Understanding Neural Networks and KE Sieve
A detailed approach to show how KE Sieve is equivalent to a neural network
As we have shown in previous posts, we can use the KE Sieve algorithm in most places where we need a neural network.
We have theoretical proof that the KE Sieve algorithm creates hyper dimensional planes that are equivalent to planes created by neural networks. The only difference is that the neural network finds these planes through an iterative approach using back propagation where the KE Sieve approach does it no iteratively, thus avoiding the training time.
But we wanted to prove this visually using a toy dataset.
First let's discuss a simple feedforward neural network:
Input Layer
Assume you have 2 inputs: x1 and x2. This could represent a 2-dimensional input vector.
Hidden Layer
Let's say there's one hidden layer with 2 neurons.
Each neuron in this layer will have its weights and biases. Let's denote the weights for the first neuron as w11 and w12, and for the second neuron as w21 and w22. The biases for the first and second neuron will be b1 and b2 respectively.
The output from the first neuron before activation would be: z1=w11x1+w12x2+b1
Similarly, the output from the second neuron before activation would be: z2=w21x1+w22x2+b2
Activation Function
Neural networks typically use an activation function to introduce non-linearity. Common choices are the sigmoid, ReLU (Rectified Linear Unit), tanh, etc.
For simplicity, let's use the sigmoid function, denoted as
\(σ(z)=1/(1+e^{-z})\)So, the activated outputs from our two neurons will be:
a1=σ(z1)
a2=σ(z2)
Output Layer
Let's assume a single output neuron for this layer.
This neuron will take the activated outputs from the hidden layer as input. Let's use weights v1 and v2 and bias b0 for this neuron.
The output of this neuron before activation would be: z0=v1a1+v2a2+b0
Using the sigmoid activation again: output=σ(z0)
For every neuron, if we consider the equation before the activation function, it's a linear combination of the inputs (in case of 2 inputs it's a plane in 3D space). So for our two neurons in the hidden layer, the plane equations would be: w11x1+w12x2+b1=0
w21x1+w22x2+b2=0
Each of these planes divides the input space into two halves, and the decision boundary will depend on the combination of these planes and the activation functions used.
So as we can see, every neuron in a neural network can be represented as hyper dimensional plane. So what the neural network does is, learn the weights and biases of this plane over multiple iterations and using back propagation.

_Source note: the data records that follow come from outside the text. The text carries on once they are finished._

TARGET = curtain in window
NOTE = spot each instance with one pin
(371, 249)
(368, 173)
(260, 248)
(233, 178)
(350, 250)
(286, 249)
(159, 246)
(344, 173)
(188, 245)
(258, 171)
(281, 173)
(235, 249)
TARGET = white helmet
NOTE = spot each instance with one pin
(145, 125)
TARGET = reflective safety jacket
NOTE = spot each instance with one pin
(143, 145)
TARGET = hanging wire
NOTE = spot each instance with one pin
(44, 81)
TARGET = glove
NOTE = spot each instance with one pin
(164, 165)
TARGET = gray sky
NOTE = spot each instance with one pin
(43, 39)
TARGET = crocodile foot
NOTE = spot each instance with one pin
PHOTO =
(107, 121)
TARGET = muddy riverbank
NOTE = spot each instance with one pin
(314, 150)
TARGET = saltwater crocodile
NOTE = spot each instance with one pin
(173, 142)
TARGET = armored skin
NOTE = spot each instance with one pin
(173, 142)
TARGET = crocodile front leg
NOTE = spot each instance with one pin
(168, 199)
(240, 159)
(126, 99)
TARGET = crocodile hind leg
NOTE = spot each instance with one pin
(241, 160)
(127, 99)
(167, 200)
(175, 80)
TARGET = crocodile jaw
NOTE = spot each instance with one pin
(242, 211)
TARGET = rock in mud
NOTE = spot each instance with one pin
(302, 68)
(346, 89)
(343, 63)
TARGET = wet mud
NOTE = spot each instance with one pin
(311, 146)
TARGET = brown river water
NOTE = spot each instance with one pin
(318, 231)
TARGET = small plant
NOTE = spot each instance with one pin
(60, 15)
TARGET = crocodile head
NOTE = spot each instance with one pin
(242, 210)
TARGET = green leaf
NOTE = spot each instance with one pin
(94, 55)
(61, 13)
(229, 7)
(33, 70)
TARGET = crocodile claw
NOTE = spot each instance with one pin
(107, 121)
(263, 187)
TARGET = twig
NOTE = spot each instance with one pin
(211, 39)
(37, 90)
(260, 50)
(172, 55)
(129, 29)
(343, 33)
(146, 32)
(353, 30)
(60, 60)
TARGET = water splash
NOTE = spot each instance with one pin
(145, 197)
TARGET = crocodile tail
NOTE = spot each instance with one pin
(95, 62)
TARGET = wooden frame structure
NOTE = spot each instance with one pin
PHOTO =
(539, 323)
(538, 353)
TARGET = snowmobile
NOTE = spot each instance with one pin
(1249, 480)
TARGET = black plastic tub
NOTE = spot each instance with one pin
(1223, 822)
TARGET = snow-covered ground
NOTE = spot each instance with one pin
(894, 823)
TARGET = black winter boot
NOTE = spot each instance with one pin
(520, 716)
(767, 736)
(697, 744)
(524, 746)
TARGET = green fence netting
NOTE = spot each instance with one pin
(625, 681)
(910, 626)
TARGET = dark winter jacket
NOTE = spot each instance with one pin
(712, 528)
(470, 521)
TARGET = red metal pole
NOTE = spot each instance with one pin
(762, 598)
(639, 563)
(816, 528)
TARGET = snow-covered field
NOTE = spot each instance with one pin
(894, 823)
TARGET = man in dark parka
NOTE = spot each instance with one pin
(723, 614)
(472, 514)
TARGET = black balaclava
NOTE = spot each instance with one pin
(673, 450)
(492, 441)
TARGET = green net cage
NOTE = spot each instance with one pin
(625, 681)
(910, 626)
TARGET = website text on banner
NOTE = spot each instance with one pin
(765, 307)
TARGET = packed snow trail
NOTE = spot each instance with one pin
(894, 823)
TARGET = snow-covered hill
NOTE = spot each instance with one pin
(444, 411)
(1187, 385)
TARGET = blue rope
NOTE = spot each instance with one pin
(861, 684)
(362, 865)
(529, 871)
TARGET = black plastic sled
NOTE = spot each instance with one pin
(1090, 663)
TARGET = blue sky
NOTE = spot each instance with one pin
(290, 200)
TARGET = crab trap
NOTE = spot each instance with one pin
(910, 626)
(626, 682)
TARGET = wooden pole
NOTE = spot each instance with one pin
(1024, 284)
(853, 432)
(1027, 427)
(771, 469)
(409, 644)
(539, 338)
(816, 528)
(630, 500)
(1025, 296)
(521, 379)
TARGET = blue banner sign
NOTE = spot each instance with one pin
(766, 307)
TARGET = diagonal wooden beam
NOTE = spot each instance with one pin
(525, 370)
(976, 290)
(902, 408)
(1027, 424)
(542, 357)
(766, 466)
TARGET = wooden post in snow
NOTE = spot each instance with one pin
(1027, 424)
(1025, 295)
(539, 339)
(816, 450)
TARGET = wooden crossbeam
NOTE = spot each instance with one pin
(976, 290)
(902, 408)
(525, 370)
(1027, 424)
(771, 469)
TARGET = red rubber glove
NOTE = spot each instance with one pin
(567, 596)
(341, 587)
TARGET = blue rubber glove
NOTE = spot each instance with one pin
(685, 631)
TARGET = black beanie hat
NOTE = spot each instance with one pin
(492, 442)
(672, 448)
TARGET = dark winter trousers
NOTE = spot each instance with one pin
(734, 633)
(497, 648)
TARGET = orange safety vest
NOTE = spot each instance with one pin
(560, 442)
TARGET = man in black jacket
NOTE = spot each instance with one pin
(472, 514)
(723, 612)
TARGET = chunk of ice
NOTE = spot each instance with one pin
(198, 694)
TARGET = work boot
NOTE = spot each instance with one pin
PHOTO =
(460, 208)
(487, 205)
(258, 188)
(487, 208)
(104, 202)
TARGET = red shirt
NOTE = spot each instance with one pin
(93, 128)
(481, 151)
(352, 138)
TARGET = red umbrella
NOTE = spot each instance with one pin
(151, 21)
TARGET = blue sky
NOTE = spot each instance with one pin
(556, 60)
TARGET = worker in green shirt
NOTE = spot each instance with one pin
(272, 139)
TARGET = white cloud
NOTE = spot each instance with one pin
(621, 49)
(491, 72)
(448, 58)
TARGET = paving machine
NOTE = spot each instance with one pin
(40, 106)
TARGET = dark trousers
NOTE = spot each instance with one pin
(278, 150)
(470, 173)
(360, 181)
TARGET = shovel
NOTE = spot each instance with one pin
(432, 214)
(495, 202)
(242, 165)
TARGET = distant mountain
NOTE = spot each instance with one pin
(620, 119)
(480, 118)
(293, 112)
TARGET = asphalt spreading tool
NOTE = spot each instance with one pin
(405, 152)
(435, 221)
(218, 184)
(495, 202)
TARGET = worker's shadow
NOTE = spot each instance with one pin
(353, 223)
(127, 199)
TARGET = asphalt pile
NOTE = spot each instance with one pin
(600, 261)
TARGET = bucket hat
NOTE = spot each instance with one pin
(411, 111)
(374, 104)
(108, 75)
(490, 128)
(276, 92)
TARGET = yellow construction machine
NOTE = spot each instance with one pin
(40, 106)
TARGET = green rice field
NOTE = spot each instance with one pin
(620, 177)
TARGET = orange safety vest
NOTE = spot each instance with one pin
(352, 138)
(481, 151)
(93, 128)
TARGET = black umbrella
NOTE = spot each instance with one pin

Can we represent these hyperdimensional planes on a 2D system so that we can visualize what is happening? Turns out we can, by only choosing 2 of the 784 dimensions and plot them on 2D.
system
Lets take the MNIST dataset and do the following experiment:
Train a small neural network.
At each epoch, take the weights and biases and draw the planes in a 2D system and visualize how the planes are separating the training points.
Repeat for each epoch and observe if the planes are doing a better job of separating the training points.
Experiment results:
Neural network architecture used:
Model: "sequential_1"
_________________________________________________________________
Layer (type) Output Shape Param #
=================================================================
flatten_1 (Flatten) (None, 784) 0
dense_3 (Dense) (None, 26) 20410
dense_4 (Dense) (None, 10) 270
=================================================================
Total params: 20,680
Trainable params: 20,680
Non-trainable params: 0
To visualize each training step we used following method-
In each step we compute distance vector and then apply PCA with only 2 components.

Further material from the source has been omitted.